# Macbaren Burley London Blend



## Mad Hatter (Apr 8, 2007)

If you like the drug store burleys you might want to try this. Its pretty straight forward, has that nutty burley flavor and the typical MacBaren nicotene rating. The manufacturer states the following:

"A very distinct tobacco. Made from white Burley, well matured in wooden casks and pressed in broken flake form. A real smoking pleasure."

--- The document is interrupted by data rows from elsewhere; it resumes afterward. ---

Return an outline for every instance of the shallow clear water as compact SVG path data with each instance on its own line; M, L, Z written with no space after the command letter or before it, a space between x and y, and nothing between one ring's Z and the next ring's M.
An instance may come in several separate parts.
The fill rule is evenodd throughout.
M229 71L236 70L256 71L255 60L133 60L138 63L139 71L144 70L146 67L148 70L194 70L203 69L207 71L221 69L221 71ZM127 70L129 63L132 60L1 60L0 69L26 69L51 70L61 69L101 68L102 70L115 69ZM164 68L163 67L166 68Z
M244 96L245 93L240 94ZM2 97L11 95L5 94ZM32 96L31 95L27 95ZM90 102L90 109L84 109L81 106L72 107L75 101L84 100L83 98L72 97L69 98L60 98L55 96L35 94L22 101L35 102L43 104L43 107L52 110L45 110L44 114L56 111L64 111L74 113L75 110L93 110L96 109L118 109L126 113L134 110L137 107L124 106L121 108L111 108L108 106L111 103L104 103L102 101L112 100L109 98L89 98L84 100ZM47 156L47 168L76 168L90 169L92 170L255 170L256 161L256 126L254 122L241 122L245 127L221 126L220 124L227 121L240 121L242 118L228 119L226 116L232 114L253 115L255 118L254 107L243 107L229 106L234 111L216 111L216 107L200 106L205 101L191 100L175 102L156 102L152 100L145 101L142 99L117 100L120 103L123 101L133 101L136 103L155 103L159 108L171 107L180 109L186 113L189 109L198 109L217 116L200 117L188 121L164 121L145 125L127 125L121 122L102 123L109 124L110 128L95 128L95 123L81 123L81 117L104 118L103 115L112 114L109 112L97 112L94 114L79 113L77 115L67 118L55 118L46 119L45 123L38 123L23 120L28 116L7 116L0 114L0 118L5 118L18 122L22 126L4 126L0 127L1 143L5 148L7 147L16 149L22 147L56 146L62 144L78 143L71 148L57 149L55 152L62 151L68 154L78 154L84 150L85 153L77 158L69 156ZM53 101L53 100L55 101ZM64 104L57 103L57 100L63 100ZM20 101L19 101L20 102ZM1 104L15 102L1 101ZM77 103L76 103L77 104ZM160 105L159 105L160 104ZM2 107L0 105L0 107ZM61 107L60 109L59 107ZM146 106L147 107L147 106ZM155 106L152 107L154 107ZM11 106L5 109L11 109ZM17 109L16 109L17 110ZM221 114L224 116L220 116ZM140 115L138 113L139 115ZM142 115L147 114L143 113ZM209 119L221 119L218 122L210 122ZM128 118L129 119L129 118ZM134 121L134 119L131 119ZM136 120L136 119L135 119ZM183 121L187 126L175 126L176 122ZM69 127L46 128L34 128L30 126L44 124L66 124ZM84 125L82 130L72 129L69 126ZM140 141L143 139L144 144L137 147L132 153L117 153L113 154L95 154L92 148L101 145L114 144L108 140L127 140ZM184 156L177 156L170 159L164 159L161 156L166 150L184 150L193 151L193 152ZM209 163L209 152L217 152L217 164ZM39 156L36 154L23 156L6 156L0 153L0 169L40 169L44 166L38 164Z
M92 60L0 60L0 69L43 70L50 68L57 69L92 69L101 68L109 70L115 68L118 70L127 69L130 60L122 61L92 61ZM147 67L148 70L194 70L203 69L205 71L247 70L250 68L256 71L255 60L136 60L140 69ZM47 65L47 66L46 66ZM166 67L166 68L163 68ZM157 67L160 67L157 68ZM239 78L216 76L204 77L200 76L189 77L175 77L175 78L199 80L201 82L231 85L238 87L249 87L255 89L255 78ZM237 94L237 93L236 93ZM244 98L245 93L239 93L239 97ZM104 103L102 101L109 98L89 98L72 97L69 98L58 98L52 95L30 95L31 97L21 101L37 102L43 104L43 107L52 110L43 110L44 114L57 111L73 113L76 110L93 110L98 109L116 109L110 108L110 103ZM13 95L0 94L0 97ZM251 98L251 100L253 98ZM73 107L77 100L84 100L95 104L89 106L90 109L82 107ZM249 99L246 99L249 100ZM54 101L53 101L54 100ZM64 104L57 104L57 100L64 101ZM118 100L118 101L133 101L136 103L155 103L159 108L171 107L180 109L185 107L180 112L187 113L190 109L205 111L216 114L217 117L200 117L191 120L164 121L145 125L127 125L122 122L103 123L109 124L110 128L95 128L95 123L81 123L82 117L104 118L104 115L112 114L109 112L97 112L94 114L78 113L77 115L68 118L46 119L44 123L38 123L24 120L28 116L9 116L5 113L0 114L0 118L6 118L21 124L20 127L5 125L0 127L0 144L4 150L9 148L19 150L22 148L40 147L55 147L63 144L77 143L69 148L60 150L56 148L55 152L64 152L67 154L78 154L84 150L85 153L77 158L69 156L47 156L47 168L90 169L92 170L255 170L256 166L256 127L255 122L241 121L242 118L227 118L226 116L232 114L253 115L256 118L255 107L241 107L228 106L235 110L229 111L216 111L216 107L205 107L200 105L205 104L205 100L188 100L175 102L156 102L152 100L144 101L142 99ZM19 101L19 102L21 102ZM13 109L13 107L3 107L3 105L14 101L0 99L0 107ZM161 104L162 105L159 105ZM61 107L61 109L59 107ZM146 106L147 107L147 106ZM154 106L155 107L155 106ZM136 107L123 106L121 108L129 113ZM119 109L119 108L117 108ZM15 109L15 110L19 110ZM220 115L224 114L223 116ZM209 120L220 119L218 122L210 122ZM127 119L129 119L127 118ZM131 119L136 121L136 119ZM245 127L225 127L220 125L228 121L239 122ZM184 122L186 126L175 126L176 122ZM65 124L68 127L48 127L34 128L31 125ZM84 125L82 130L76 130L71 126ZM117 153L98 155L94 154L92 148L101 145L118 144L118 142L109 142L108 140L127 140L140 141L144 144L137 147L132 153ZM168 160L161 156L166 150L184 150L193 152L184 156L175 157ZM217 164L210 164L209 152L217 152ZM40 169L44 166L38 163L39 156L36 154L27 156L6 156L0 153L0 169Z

At under $30 a pound it can't be beat


----------



## DSturg369 (Apr 6, 2008)

Thanks Bro!!! Being a big burley lover, I've been wanting to try this for awhile now and looks like the time has come.


----------



## dj1340 (Mar 30, 2009)

Seeing as how I like 1/2 & 1/2, This sounds right up my alley. 
Thanks


----------



## Mad Hatter (Apr 8, 2007)

I just got a pound of this so if anybody wants a sample drop me a PM


----------



## laney1566 (Apr 8, 2009)

This was my first dabble into "The world of Mac Baren". It is a good burley that makes a good blending tobacco. IMO. Mix with an equal amount of Good Virginia and you got a winner.


----------



## SmokinJohnny (Jan 21, 2009)

Sounds yummy. UHLE's Hunt Club, a chocolatey white burley blend, is a tasty favorite of mine. This is worth trying.


----------



## KinnScience (Mar 11, 2009)

Mad Hatter said:


> If you like the drug store burleys you might want to try this. Its pretty straight forward, has that nutty burley flavor and the typical MacBaren nicotene rating. The manufacturer states the following:
> 
> "A very distinct tobacco. Made from white Burley, well matured in wooden casks and pressed in broken flake form. A real smoking pleasure."
> 
> At under $30 a pound it can't be beat


Hey Joe,

I picked up an lb of this about a week ago. I have not had the opportunity to try it ... as I'm still trying to give my tongue time to heal properly. Doc said 2 weeks ... Friday will be a week... I'll be puffin by Saturday ... I figure a week and a day is good enough. Anyway, I'll let ya know how I find it.


----------



## jamesstew (Jul 26, 2009)

Use caution with this one; it can bite if you don't take it easy.


----------